You have to give the Happy Medium Theatre Company credit for tackling a difficult script like Richard Greenberg’s THE AMERICAN PLAN. Greenberg revisits the repressive fifties when being black, gay or Jewish meant an extremely hard row to hoe. Lili Adler (Robyn Linden) and her mother (Audrey Lynn Silvia) are summering in the Catskills with their maid (Lauren Foster) but they don’t mix with the borscht belt crowd across the lake. Mother considers them beneath her. Not so Lili---who has set her cap on a handsome young man (Nick Miller) who has been flirting with all the vacationing “carpet heiresses.”

Director Melanie Garber’s actors play so close to the vest in Act I that you’re compelled to take what they say on face value. If there’s no foreshadowing or subtext, you might believe that mother has her daughter’s best interests at heart, for one.

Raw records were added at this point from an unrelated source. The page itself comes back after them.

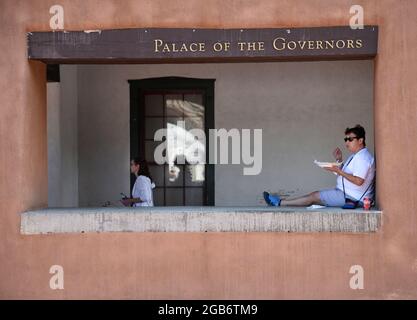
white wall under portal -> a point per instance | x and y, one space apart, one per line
302 107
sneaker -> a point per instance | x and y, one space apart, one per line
271 200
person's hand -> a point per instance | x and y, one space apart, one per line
335 169
337 154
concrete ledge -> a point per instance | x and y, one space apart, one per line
198 219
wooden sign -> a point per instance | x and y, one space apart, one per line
202 45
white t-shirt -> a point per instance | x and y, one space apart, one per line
143 189
363 166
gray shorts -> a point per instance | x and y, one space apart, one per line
332 197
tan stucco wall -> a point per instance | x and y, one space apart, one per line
208 265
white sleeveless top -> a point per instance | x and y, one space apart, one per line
143 189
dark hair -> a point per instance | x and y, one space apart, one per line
358 131
143 167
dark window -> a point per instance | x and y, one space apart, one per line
178 105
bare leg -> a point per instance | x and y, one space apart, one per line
307 200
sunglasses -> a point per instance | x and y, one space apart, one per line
350 139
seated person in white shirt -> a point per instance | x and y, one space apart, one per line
142 189
355 179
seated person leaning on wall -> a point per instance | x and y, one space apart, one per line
355 179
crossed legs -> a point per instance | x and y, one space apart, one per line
306 200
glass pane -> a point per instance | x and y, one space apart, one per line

When intermission arrives, it’s all been sewn up, you think, where you ought to be anticipating and even dreading what could go wrong in Act II.

Thankfully, Happy Medium’s THE AMERICAN PLAN comes alive with intrigue (and Greenberg’s best writing) in ACT II. The minute Mikey DiLoreto steps on stage, you’re pulled in to the story. That’s when secrets, lies and sabotage have their consequences. DiLoreto brilliantly delivers Greenberg’s credo (accepted practice at the time) about marrying and prospering and being “us our whole lives.” You’re quite afraid he will ruin everything for Nick and Lili but you sympathize with him nonetheless. If only Act II had started the play!

Tuesday, June 5, 2012

QUICK TAKE REVIEW NIGHTINGALE SOARS IN WELLESLEY By Beverly Creasey

AND A NIGHTINGALE SANG, C. P. Taylor’s exquisite WWII dramedy (about life beneath the bombs), is getting a first rate production at the Wellesley Summer Theatre (through June 24th). Britain’s ordeal is almost eclipsed by the family crises unfolding in Newcastle. Grandpa’s beloved dog has died. A marriage proposal looms. The would-be groom could be sent to the front. And mother frets, prays and brews tempests in their teapot.

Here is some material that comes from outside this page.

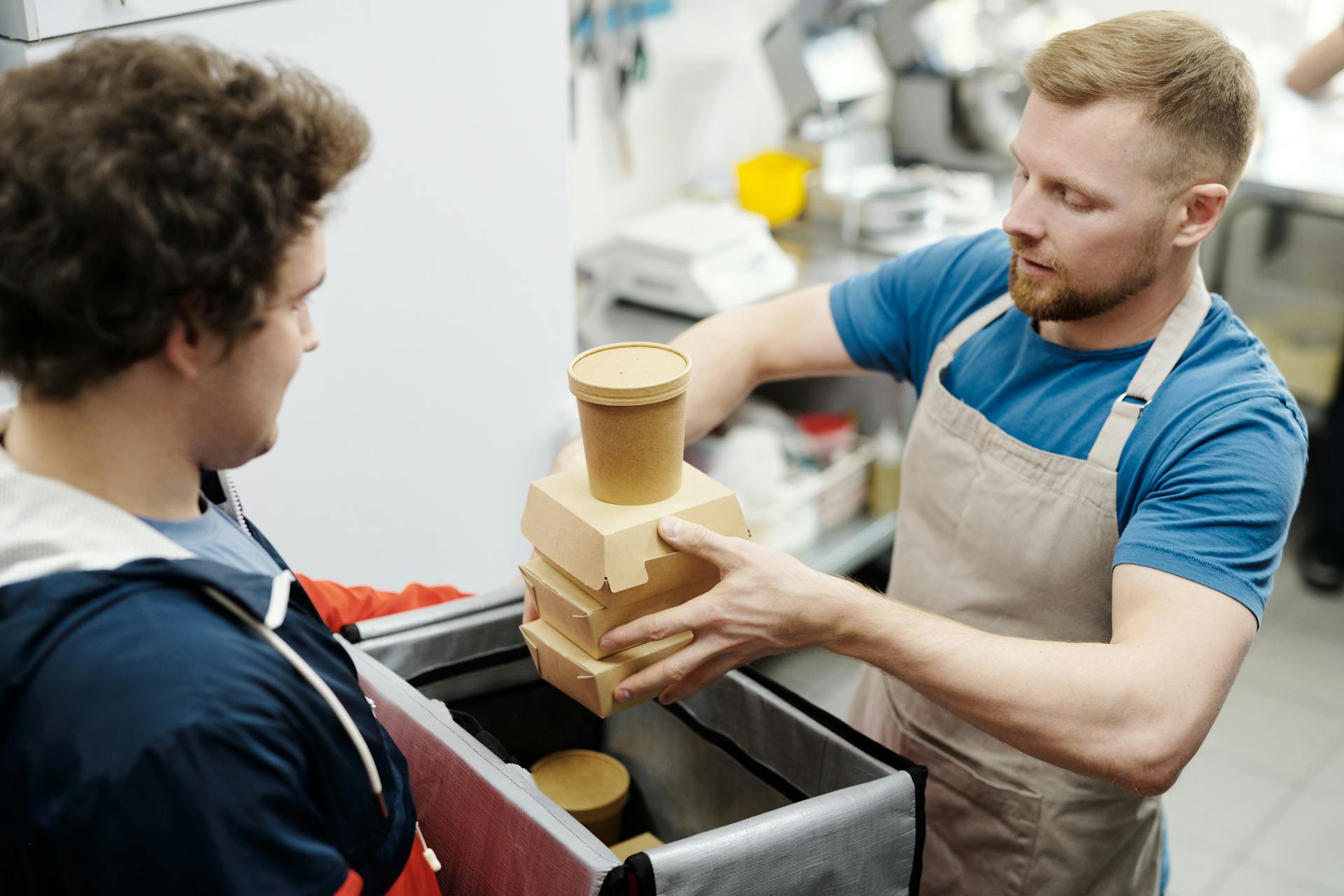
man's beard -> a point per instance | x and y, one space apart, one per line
1059 300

The voice of reason is daughter Helen whose charming narration forms the backbone of the story. Margaret Dunn gives a luminous performance as the plain sister, the one with the limp, the solid one everybody looks to for advice. To their astonishment she falls in love with a handsome soldier (Will Bouvier gives a deftly nuanced performance in a difficult role.). Dunn transforms herself, with a light, it seems, from within. Their romance is the stuff of Masterpiece Theatre. When they dance, your heart rejoices. Director Nora Hussey captures that era brilliantly, aided in large part by Derek Stone Nelson at the piano, as father, singing the songs of the day, happily escaping any way he can, from mother’s gaze.

Lisa Foley is marvelous as the frenetic mother who won’t let father, or anyone else, get a word in edgewise. You can imagine the hysteria when the bombs are directly overhead. Ashley Gramolini is her mother’s daughter, frantically trying to decide about marriage while Will Keary, a delight as her foolish beau, mucks about waiting for her decision. It’s granddad who steals the show, toting various animals about (both alive and dead) much to mother’s consternation. John Davin as the old soldier/philosopher offers hilarious advice, gets in everyone’s hair and provides some of the best comic moments in the show.

A topnotch ensemble, David Towlin’s no nonsense, multi-purpose set (with scrim of gorgeous war drawings and posters), George Cooke’s singular sound design (lovely period recordings and genuinely frightening percussive noise), Nancy Stevenson’s authentic forties costumes, especially for Helen who becomes more and more beautiful as she learns to love …and dance (choreography by Colleen Royal) and Ken Loewit’s muted, evocative lighting, especially for the Elton Square rendezvous scenes -- all conspire to make this NIGHTINGALE soar.